Parlamentonun merkezinde bulunduğu bu süreci, dışarıdan müdahalelerle Cumhurbaşkanı’nın tamamen engellemesi mümkün gözükmüyor.
O müdahaleler, tamamlanması kaçınılmaz olan bu sürecin bazı noktalarını sadece geciktirebilir, ama parlamentonun bunları aşacak gücü ve imkânları vardır.
Bu yazdıklarım görüşmekte olduğum siyasetin “ağır abileri” olarak nitelendirebileceğim çok tecrübeli ve partilerin içlerinde yaşanmakta olanlardan haberdar akil siyasetçilerin ortak görüşüdür.

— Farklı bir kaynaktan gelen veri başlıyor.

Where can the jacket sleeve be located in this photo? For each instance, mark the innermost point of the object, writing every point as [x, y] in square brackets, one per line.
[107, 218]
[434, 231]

Onlar bunu söylerken şöyle bir siyasi mantık zinciri kuruyorlar:
- O ortam Türkiye’nin tüm dengelerini bozdu. Sistemimiz yara aldı, el kaldırarak her getirilen yasaya onay verenlerin bile çok rahatsız olduğu bir Türkiye yaratıldı. İrade tatmin olsun diye yapılan bu işin kendi siyasi geleceklerini de tehdit etmeye başladığını gören bu milletvekilleri bile bu süreçten kurtulmak istiyordu.

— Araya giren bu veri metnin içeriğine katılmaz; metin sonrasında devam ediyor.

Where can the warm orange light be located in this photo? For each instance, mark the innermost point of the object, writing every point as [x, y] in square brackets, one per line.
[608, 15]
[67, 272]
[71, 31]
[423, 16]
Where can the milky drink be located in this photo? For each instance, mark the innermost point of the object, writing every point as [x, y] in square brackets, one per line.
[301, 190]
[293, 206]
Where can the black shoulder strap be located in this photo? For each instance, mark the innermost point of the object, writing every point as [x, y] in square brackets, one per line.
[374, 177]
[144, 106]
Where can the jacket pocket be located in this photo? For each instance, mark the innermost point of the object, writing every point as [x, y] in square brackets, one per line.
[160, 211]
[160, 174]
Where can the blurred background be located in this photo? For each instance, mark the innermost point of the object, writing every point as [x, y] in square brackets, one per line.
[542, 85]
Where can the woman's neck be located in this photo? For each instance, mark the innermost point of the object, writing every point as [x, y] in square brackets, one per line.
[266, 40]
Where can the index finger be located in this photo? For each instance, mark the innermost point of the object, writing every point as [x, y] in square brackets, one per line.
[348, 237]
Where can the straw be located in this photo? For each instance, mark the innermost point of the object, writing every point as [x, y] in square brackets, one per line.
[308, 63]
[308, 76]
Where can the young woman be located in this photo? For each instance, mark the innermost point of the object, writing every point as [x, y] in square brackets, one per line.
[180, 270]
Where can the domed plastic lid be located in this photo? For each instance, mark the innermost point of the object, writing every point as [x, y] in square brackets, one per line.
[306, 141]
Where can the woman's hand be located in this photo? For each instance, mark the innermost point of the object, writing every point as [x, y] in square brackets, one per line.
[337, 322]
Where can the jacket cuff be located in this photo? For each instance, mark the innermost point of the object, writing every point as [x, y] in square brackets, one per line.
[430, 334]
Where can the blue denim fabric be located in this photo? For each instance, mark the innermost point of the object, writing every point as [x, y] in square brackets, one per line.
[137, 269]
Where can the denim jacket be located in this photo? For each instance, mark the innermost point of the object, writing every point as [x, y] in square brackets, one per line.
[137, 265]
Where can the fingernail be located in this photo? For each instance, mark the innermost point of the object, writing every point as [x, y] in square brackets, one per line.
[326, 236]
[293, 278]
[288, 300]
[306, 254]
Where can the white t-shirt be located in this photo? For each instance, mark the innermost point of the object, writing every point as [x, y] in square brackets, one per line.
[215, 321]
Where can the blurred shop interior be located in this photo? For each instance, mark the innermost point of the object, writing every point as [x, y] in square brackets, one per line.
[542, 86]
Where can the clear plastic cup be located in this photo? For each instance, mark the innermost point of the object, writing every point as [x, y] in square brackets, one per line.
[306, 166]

- Son seçim sonucu hem onlara bu kurtulmanın yolunu, hem de Türkiye’nin bozulan dengelerini tekrardan kurma yolunu açtı.
- AKP’den de diğer partilerden de milletvekilleri tekrar seçimi katiyen istemiyorlar; onlar ağırlıkla bir uzlaşma kültürünün oluşmasını ve bunun zamanının çoktan geldiğini düşünüyorlar.
- Bu uzlaşmaların oluşacağı yer de tabii ki parlamento. Artık parlamento tek iradenin istediği yasaları onaylama makinesi olarak çalışmayacak. Artık yasalar bir uzlaşma sonucunda çıkmak zorunda. Bu da Türkiye’nin bir süredir bozulmuş olan dengelerini tekrardan kurma yolunda atılmış en büyük adım olacak ve bu süreç kesintisiz de sürecek. Parlamentodaki ortak irade budur.

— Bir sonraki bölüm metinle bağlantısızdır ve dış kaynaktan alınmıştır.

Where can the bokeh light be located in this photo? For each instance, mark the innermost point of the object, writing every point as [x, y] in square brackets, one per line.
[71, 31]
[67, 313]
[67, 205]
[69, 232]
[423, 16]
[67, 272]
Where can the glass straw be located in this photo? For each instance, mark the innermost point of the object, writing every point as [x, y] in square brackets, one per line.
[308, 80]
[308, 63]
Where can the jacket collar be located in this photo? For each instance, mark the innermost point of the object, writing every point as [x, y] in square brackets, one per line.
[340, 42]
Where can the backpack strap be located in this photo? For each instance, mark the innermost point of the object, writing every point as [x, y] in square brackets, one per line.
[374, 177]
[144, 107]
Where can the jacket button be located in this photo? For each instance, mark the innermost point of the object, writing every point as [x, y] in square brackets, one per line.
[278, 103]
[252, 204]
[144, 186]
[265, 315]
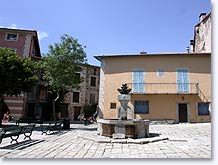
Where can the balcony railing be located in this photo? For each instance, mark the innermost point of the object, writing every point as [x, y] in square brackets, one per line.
[164, 88]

- Parlamenter sistemin kendisine özgü dinamikleri, kuralları vardır. Bunlar bir defa başladı mı bunları dışardan müdahale ile durdurmak çok zordur. Bu dinamik, Türkiye’de koalisyon hükümeti kurulmadan önce başlamıştır ve bu dinamik, koalisyonun kurulacağının da garantisidir.